Simply put, a mortgage broker is an independent professional who can shop around to find deals from a variety of lenders. A mortgage lender is represented by a loan officer who can speak only for that institution’s product line.
What does that mean for the borrower? As a practical matter, a mortgage broker can present you loan packages from multiple lenders – for instance, Wells Fargo, Chase and Quicken Loans. The loan officer from Wells Fargo, on the other hand, can pitch only Wells Fargo mortgages.
The advantages of dealing with a lender include reliability and reputation. With a broker, you have greater flexibility. Based on your financial profile, the broker may also line you up with a lender where you’re most likely to qualify for the loan.

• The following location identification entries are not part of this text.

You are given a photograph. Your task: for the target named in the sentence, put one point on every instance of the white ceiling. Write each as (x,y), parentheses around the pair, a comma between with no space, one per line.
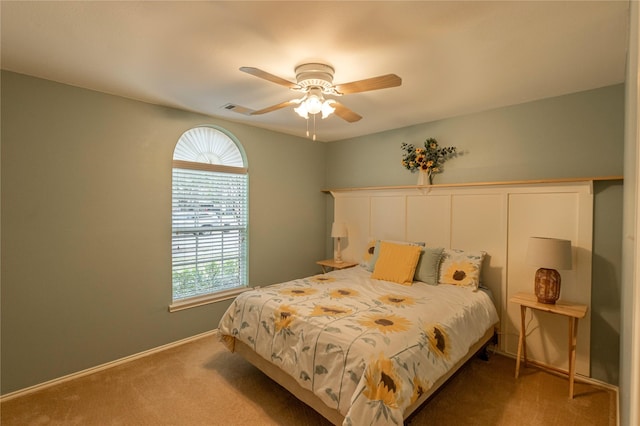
(453,57)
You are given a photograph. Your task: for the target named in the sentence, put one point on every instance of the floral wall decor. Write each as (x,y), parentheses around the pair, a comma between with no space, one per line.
(428,160)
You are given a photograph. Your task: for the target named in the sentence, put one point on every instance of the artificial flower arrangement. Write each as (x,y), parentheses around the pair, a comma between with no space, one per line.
(429,159)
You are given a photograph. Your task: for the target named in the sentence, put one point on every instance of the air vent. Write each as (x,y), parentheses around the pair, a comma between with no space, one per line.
(237,108)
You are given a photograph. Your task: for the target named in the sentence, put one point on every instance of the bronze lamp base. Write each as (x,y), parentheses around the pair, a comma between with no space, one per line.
(547,285)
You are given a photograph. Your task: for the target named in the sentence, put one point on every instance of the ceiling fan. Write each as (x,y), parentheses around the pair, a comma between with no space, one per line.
(315,80)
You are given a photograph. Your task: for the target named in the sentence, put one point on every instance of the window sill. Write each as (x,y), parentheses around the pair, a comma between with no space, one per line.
(193,302)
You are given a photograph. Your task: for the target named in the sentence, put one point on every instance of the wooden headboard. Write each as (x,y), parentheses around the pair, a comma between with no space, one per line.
(496,218)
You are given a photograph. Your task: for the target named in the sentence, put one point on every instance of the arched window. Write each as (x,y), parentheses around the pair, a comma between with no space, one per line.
(209,217)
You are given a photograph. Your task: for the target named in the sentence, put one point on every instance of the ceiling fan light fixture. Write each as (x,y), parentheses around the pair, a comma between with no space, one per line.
(301,110)
(327,108)
(314,103)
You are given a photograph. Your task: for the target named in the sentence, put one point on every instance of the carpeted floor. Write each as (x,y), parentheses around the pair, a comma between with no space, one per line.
(201,383)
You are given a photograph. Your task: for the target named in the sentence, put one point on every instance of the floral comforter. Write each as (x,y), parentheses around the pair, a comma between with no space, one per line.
(365,347)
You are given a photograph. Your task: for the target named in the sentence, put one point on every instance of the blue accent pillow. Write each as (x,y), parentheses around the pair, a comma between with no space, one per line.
(428,266)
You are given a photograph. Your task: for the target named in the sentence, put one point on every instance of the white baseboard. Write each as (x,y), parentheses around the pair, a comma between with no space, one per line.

When in doubt, comparison shop
So, which one should you use? There’s no clear answer, says Eric Tyson, author of Personal Finance for Dummies and co-author of Mortgages for Dummies.
“I’ve seen people be happy using either option,” Tyson says. “The important thing is to shop around.”

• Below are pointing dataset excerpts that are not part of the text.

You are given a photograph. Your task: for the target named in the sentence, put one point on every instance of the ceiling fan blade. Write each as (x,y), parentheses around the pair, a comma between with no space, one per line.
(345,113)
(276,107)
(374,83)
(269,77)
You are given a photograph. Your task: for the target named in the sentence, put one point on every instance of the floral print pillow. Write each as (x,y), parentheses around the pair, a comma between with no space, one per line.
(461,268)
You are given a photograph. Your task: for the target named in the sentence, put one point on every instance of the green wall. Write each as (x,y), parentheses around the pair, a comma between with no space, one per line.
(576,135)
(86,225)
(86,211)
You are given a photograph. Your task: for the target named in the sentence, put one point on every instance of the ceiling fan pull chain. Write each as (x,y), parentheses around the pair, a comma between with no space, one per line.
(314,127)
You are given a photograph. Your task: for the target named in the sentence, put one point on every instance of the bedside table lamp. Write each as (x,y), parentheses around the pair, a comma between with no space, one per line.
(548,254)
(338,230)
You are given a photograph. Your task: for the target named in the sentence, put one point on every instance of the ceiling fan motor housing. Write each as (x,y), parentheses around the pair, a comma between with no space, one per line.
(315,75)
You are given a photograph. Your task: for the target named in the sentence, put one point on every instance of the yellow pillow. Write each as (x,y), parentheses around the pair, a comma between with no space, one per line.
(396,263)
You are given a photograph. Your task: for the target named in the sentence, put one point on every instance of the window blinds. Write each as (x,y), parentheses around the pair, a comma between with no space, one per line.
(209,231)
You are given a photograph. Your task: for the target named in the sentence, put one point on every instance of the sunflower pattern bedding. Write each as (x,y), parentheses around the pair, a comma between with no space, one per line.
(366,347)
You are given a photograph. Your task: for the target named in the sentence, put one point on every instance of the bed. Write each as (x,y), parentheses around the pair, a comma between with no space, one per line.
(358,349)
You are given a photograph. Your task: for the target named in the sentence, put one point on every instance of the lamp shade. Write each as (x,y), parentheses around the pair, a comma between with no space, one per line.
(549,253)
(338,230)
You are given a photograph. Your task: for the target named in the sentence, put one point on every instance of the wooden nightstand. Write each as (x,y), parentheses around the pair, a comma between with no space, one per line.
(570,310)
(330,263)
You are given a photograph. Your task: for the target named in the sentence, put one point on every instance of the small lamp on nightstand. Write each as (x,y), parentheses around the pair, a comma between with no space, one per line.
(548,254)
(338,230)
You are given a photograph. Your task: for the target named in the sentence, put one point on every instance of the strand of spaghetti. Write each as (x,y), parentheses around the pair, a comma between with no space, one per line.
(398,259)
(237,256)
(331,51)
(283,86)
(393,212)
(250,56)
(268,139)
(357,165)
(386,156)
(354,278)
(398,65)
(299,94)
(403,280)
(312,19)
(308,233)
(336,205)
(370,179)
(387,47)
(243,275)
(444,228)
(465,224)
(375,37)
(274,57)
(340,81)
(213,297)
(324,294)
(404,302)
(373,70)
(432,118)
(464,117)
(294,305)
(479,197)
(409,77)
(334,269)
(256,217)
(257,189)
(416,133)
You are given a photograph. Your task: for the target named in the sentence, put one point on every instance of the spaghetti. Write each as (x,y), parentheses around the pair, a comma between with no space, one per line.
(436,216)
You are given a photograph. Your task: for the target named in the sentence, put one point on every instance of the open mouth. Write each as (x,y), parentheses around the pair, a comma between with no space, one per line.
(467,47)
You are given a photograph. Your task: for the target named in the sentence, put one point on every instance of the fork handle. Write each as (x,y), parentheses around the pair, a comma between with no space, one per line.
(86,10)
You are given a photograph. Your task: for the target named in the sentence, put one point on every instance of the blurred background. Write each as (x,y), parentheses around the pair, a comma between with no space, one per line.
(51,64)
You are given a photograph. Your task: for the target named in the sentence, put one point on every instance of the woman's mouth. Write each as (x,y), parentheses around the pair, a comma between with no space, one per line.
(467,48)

Tyson suggests soliciting loan packages from a mortgage broker and a couple of mortgage lenders, then judging which proposal offers the best deal based on rates and fees.

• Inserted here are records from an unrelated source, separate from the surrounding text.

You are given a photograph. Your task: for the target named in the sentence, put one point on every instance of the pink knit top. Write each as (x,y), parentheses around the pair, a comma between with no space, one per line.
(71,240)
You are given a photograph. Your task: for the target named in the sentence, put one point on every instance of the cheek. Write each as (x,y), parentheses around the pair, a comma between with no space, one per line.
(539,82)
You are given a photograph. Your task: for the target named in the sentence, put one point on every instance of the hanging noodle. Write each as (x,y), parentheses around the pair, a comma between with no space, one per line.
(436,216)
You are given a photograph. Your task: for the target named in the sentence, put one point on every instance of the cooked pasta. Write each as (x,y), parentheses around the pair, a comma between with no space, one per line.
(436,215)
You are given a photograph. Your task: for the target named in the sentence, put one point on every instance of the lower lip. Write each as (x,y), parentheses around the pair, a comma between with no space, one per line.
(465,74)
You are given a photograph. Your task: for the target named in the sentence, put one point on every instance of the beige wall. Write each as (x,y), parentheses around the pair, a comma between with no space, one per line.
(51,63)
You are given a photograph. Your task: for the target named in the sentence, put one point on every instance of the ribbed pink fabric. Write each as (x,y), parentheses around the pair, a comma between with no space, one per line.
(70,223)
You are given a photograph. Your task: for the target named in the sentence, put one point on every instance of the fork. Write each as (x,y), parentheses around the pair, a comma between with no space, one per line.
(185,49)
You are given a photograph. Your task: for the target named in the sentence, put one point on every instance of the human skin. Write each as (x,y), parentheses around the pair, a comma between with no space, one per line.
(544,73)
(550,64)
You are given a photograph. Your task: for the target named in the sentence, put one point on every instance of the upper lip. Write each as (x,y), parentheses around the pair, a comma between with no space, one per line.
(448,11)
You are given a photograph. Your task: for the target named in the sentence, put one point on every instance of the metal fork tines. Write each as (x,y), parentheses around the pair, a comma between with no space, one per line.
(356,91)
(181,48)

In the end, whether to use a mortgage broker or mortgage lender depends in part on your finances. If you have stellar credit and steady income and you’re shopping for a plain-vanilla loan, mortgage rates and loan fees are unlikely to vary much from one lender to the next.
If, on the other hand, you have spotty credit, you’re self-employed or you have an otherwise-tricky profile as a borrower, you may find the number of mortgage lenders willing to do business with you is more limited. In that case, it can be more convenient to use a mortgage broker. After all, they make a living from their knowledge of various loan products.
Laws offer protection
Unfortunately, the image of both mortgage brokers and mortgage lenders was tarred by a minority of unethical practitioners who built an unsavory reputation for themselves during the housing bubble. The movie The Big Short, based on author Michael Lewis’s expose on the U.S. mortgage meltdown of 2005, portrayed greedy mortgage brokers going so far as to target exotic dancers with bad loans. In another example, The Miami Herald reported in 2008 that thousands of convicted criminals were given mortgage broker licenses by the state of Florida. Not to be outdone, many mortgage lenders offered a menu of high-fee, high-risk loans.
Those excesses have largely gone away, however. The Consumer Financial Protection Bureau, created in 2010 to ride herd on the mortgage industry, released guidelines in 2014 that included a ban on “steering” – that is, on financial incentives for loan officers to push you into a loan you can’t afford. Lenders have stopped offering some of the risky loans that drove the housing bubble, and mortgage lenders and brokers operate under heightened levels of scrutiny and disclosure.
Tipping the negotiation in your favor
Whether you opt for a mortgage broker or a mortgage lender, the paperwork burden will be similar. Both will run a credit check, and both will ask for tax returns, pay stubs, bank balances and other information required for the lender’s underwriting process.
But payments for brokers and lenders are different, and understanding how the broker or loan officer is paid may help you land a better deal. Mortgage brokers are typically paid a commission by the lender – usually 1 percent to 2 percent of the amount of the loan. For loan officers at banks, compensation models vary. They might be paid a commission, but they typically collect a salary plus bonus.
To win your business, a mortgage broker might be willing to negotiate his fee, Tyson says. And the larger your loan, the more negotiating power you have.